Ainsi, lorsque notre constance faiblit, et que nous ne sentons plus notre
courage à la hauteur des sacrifices que la loi de Dieu nous demande,
élevons nos regards en haut, et tournons nos pensées et nos
coeurs vers la céleste Patrie.
Mais, comment vous décrire les merveilles de la cité de Dieu,
cette vision et ces joies inénarrables, qu'aucune langue ne peut exprimer,
et qui dépassent toutes les conceptions de l 'entendement humain ?Le
ciel, nous ne l'avons pas vu. Voyageurs errants, dans cette vallée
de ténèbres et de larmes, nous sommes réduits, comme
Israël captif sur les bords de l'Euphrate, à suspendre nos harpes
et nos cythares aux saules pleureurs de cette misérable vie humaine,
et nos lyres ne sauraient émettre des chants, dont les harmonies puissent
égaler les splendeurs et les ravissements de cette ineffable félicité.
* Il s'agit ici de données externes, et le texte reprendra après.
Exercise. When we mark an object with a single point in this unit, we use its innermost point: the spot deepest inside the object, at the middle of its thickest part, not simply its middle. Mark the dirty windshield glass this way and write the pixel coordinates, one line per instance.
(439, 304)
- Nous ne pouvons parler qu'en énigme, en usant de similitudes grossières
et défectueuses. Notre seule ressource est de rappeler les traits épars
dans les livres saints, et , dans les trésors des docteurs, les illuminations
incomplètes et affaiblies, qu'ont eues les pères sur ce séjour
fortuné. Espérons, toutefois, que la grâce divine, venant
en aide à l'infirmité de notre intelligence, suppléera
à l'insuffisance de notre parole, et que dans une certaine mesure,
nous parviendrons à détourner les âmes des sollicitudes
grossières, à les faire soupirer après la possession
de l'éternelle Patrie.
Observons quel es saintes Ecritures appellent le ciel requies, un repos. D'autre
part, il nous est dit qu'il y a dans ce séjour, deux sortes d'habitants,
- Dieu d'abord, dont le ciel est le temple et le trône, ensuite l'homme
appelé à s'unir à Dieu, et à partager sa béatitude.
- Le ciel est donc le repos de Dieu, et le repos de l'homme, double vérité
que nous nous proposons d'éclaircir et de développer.
Dieu,
dans les saintes Ecritures, appelle le ciel son repos, requies. Le ciel est
la fin, la conclusion des oeuvres divines, dans la nature et dans le temps
; la glorification souveraine de l'être infini dans ses créatures
intelligentes, lorsque, les élevant à la limite ascendante de
tous les progrès et de toutes les perfections, il couronnera de son
sceau la grandeur irrévocable de nos destinées.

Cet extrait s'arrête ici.